The state record elk used to hang in a party store at higgins lake. It hung pretty low, still looked pretty good at what was probably standing height.....


----------



## srconnell22 (Aug 27, 2007)

If there was a "like" button for that picture, I'd click it. 

What Jason said is 100% accurate. Be sure to get both antlers pinned but only after it's been officially scored (pending the 60 day drying period). 

Also be sure to get your ivories back from the taxi ASAP! 


Sent from my iPhone using Ohub Campfire


----------



## Huntmich (Sep 4, 2008)

Already got the ivories


Sent from my iPhone using Ohub Campfire


----------



## Huntmich (Sep 4, 2008)

Checked in at 293


Sent from my iPhone using Ohub Campfire


----------



## Rockokloco (Nov 29, 2013)

What a great bull! Probably score in the top 2 or 3 in CBM for 2014. Maybe even No 1.


----------



## jasona44 (Oct 29, 2011)

Awesome story and congratulations!!!! Were all 4 shots in the boiler maker and you were just making sure he wasn't going to need tracked? 

posted using Outdoor Hub Campfire


----------



## markopolo50 (Apr 6, 2008)

Great bull and story.

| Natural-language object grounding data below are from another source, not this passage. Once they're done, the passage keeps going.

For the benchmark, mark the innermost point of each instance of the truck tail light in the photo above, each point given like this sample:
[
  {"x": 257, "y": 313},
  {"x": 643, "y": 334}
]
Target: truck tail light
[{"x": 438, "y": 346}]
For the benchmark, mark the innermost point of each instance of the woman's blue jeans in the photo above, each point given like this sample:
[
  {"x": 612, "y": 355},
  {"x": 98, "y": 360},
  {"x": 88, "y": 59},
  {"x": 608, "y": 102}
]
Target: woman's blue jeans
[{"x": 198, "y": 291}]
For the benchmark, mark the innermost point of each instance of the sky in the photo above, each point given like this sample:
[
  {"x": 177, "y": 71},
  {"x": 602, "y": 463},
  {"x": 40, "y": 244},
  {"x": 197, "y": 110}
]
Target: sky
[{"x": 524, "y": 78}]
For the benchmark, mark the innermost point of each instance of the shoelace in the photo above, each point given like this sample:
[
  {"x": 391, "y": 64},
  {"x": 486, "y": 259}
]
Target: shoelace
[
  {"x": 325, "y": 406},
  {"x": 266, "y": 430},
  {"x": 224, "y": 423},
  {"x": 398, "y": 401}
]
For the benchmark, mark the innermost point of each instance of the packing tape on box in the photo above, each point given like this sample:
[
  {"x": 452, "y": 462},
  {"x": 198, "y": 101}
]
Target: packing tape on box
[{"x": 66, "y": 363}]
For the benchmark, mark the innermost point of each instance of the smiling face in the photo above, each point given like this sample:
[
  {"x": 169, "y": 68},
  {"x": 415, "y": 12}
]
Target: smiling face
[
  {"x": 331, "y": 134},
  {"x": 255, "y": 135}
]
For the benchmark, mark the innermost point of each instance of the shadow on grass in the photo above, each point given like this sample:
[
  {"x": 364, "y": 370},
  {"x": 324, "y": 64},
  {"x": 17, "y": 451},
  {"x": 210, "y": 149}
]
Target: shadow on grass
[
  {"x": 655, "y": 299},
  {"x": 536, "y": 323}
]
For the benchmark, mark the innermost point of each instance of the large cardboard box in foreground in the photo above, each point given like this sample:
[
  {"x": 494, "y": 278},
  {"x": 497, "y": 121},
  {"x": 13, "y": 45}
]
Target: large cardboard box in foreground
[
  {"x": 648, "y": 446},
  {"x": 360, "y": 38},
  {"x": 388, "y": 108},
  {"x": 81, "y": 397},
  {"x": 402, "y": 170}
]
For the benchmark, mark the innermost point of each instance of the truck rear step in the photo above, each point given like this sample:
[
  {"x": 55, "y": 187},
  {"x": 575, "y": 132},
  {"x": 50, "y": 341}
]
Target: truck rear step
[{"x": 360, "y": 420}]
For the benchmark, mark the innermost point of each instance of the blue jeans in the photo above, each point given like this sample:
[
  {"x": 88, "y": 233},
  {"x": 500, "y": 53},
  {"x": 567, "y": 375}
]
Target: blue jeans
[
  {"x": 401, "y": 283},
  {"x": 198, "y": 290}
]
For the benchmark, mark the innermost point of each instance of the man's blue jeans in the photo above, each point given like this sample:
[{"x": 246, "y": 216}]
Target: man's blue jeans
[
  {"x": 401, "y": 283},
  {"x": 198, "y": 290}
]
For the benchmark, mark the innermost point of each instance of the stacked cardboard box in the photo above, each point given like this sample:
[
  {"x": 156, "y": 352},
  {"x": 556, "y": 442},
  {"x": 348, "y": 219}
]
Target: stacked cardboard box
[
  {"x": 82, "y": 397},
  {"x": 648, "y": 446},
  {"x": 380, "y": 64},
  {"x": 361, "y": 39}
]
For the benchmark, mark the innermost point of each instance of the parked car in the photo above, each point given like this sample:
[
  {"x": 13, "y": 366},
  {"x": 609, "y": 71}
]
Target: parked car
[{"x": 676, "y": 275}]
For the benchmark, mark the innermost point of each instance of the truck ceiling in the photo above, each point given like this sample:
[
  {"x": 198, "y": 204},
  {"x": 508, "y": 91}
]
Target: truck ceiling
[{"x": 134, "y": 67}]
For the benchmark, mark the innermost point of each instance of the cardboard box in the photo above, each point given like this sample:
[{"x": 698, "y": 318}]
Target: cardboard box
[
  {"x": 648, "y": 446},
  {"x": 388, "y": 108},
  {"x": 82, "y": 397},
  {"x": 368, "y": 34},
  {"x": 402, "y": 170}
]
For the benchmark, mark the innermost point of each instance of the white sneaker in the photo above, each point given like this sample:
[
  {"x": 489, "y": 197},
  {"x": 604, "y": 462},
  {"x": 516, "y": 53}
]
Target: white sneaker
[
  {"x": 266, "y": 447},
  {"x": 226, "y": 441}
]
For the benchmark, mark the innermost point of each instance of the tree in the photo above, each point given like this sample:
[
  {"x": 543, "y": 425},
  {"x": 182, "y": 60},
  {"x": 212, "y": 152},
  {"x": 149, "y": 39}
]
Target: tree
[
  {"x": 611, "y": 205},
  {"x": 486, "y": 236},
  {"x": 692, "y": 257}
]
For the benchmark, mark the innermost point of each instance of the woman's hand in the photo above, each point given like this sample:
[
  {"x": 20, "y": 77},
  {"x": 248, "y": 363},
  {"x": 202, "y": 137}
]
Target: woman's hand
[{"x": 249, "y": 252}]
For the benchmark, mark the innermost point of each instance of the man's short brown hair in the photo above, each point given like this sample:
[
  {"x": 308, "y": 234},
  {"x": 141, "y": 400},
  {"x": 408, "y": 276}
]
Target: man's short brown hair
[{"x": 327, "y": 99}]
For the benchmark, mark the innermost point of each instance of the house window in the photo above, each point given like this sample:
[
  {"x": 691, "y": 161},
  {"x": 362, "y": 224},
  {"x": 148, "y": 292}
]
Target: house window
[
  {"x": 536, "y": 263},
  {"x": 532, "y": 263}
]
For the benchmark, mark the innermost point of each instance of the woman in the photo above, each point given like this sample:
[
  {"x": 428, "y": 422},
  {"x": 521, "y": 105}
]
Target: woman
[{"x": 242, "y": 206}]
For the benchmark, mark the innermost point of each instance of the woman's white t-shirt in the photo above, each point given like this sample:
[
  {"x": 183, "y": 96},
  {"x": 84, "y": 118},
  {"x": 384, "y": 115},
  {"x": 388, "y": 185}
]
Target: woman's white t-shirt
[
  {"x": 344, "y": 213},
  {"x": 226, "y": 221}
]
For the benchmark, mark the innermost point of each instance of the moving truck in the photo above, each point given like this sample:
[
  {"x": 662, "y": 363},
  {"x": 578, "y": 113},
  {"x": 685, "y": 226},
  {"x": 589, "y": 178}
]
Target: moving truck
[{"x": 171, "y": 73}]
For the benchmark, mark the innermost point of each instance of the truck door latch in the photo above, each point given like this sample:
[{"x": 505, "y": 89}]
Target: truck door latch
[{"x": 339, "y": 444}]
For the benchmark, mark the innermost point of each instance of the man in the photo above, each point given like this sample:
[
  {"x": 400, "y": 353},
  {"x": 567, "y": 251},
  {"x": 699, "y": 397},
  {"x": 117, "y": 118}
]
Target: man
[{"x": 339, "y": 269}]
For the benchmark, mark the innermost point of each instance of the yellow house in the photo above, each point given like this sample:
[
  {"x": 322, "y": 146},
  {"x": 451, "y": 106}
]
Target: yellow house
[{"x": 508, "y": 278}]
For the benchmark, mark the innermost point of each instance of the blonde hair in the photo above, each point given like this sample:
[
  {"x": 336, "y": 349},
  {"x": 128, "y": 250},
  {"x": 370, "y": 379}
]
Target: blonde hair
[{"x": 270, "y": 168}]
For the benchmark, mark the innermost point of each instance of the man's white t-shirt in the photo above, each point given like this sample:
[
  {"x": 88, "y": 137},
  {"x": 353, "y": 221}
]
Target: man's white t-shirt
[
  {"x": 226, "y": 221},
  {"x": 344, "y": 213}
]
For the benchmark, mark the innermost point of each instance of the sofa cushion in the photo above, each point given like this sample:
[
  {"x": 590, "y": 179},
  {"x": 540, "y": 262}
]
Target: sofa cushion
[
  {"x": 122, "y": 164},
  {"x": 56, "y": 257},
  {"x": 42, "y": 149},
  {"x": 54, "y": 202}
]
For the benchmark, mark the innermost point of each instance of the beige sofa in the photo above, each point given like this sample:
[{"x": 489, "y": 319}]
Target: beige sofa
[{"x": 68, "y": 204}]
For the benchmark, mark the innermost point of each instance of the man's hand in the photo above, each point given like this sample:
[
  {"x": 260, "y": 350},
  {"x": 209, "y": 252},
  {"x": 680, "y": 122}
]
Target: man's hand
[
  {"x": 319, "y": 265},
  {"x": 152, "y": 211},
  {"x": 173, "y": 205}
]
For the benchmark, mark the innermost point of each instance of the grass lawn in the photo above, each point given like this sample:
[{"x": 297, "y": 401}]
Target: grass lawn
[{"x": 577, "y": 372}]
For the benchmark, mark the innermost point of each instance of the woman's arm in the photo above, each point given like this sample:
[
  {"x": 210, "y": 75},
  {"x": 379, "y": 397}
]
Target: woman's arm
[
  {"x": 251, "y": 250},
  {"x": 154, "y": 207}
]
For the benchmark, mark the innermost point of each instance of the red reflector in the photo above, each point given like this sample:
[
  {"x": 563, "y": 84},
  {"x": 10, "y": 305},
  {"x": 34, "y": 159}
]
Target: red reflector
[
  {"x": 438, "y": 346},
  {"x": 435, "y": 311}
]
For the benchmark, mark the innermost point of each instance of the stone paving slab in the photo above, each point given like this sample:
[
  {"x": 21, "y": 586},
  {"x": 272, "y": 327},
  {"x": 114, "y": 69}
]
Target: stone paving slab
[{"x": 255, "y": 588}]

I agree with the detachable antlers, makes going on wall so much easier. I am curious too, how many points did you have or was it a lucky draw??

Thanks


----------



## sxray (Oct 9, 2012)

Sweet. Helluva good time.


----------



## Huntmich (Sep 4, 2008)

First two were behind the shoulder, 3rd one was in the jugular, 4th in the ass. I wasn't taking any chances so when he got back up, which was kinda unbelievable, it was time to put him back down. 

I had 7 points I believe. 


Sent from my iPhone using Ohub Campfire


----------



## Huntmich (Sep 4, 2008)

Finished product. Now I have to figure out where to put it.


----------



## old graybeard (Jan 19, 2006)

Congrats on a great bull! Sounds like a great hunt too.


----------



## srconnell22 (Aug 27, 2007)

Huntmich said:


> Finished product. Now I have to figure out where to put it.


I suggest right over your bed so it's the first thing you see when you wake up in the morning. 

I suggested the same thing to firefighter. Jason couldn't do that because he doesn't wear the pants in his relationship.


----------



## Liver and Onions (Nov 24, 2000)

Huntmich said:


> Checked in at 293
> 
> 
> Sent from my iPhone using Ohub Campfire


Did you enter that with CBM ? The highest entry with CBM last year was 307 taken by a lady. Looks like the all time record is 375 NT and 362 T.

L & O


----------



## Huntmich (Sep 4, 2008)

I guess I don't wear the pants either Scott. She didnt seem to think that was a very good idea. Plus I'd gave to hang it sideways.


----------